I must admit that the main reason for my site visits, this week, was to get to grips with my new lens. A Sigma 150-600mm Contemporary canon fit. I've been watching this lens drop in price over a couple of years, and finally took the plunge to buy one just after Christmas. Sigma were offering £100 off. I could get a brand new lens at a price my bank balance could just manage, but was now cheaper or the same price as a used lens!!!
A truly mighty beast it is when compared to my Tamron 16-300mm jobbie. The lens has a diameter of 95mm; some 30mm greater than the Tamron. This lets in a much greater amount of light. I believe the glass itself is of a higher quality, which translates to better imagery. Of course, the main reason for getting this lens is the doubling of telephoto I have available: 600mm vs 300mm.

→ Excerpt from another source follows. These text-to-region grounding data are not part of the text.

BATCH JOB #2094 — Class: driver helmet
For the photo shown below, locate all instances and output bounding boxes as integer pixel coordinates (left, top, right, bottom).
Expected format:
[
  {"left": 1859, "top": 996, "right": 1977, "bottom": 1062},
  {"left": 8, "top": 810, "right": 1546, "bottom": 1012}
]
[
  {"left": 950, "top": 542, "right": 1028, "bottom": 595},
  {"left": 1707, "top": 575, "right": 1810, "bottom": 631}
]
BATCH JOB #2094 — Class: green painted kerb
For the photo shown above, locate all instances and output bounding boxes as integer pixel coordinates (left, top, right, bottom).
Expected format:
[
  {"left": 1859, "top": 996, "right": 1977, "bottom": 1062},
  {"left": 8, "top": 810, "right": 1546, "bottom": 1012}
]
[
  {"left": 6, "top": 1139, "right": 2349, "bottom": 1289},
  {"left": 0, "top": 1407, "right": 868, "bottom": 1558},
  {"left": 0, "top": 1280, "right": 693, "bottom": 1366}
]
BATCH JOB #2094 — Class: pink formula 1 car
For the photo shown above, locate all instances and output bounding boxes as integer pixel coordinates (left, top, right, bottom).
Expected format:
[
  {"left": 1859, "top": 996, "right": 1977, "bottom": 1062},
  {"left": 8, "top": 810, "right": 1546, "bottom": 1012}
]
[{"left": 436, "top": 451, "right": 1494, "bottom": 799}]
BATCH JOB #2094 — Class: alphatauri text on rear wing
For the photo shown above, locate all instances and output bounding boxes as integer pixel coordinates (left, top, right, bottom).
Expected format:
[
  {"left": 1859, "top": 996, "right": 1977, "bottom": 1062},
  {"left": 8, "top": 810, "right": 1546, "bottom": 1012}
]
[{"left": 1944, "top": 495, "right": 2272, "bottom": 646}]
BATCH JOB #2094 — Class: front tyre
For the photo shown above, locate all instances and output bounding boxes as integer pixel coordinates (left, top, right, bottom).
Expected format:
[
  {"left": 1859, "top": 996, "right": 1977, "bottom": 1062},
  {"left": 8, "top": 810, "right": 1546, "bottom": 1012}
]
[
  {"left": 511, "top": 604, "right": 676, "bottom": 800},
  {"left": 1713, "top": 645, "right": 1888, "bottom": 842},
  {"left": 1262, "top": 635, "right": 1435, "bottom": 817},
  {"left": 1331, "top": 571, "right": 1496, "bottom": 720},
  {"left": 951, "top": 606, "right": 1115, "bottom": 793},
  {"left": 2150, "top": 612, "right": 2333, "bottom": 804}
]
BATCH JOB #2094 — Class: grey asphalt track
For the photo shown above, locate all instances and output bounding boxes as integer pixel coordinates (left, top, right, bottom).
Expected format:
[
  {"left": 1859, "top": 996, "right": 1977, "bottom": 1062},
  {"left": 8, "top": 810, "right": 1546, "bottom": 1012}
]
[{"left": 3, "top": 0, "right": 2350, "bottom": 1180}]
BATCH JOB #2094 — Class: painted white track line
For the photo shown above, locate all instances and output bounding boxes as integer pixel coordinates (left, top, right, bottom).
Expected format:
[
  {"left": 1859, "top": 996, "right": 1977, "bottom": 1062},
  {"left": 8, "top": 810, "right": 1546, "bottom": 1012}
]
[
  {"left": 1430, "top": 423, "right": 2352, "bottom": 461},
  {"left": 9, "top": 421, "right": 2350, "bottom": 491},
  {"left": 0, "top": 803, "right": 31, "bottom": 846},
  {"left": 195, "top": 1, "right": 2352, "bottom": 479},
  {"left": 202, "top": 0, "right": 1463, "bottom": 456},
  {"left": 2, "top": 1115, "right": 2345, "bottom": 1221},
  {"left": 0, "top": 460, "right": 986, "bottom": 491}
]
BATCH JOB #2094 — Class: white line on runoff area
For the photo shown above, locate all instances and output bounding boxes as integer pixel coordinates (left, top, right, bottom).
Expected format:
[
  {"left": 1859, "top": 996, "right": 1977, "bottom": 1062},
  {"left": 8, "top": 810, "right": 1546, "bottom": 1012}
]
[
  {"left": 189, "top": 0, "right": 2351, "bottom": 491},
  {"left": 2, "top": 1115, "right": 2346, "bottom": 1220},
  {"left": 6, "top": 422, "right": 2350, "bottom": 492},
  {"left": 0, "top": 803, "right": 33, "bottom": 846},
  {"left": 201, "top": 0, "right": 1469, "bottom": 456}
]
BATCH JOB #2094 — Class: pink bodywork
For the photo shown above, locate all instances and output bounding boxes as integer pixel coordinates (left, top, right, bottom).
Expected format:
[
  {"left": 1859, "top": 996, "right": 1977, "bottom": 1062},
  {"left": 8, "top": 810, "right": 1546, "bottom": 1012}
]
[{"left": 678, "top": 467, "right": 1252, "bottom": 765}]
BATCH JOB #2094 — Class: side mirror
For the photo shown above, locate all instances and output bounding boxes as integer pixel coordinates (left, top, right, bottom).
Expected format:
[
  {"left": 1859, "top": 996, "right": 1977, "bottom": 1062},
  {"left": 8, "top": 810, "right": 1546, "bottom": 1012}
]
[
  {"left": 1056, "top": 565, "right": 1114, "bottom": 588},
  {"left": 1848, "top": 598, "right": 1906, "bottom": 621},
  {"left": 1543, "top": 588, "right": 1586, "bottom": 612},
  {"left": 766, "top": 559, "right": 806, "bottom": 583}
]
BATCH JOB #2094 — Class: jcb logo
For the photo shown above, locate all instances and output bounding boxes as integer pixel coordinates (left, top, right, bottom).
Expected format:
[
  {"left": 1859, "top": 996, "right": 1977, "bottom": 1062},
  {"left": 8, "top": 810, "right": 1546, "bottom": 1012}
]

There are a couple of downsides. Wide angle is now a minimum of 150mm. That is not enough for landscape shots of Manor farm. The Tamron's 16mm wide angle offered fantastic landscape shots.
I will now have to carry two cameras with me - which was a strategy I had decided on some time ago when I considered the Sigma. Thus, I shall use my ancient Canon SX700 HS bridge camera for landscape shots, as it is small and light.
The Sigma is also over 1kg heavier than the Tamron. It is quite noticeable. I believe the all up weight of camera and lens is now well over 3kg. Good thing I eschewed the Sigma Sport model. This waterproofed beastie with a 105mm lens is roughly 1kg heavier than the Sigma Contemporary.
Unlike the Tamron, it takes me two turns of the lens ring to get to full zoom. I've worked out a strategy of either extending the lens to, say, 400mm whilst framing my subject then zooming in to 600mm with one twist or to twist the camera with my right hand whilst twisting the lens ring with my left.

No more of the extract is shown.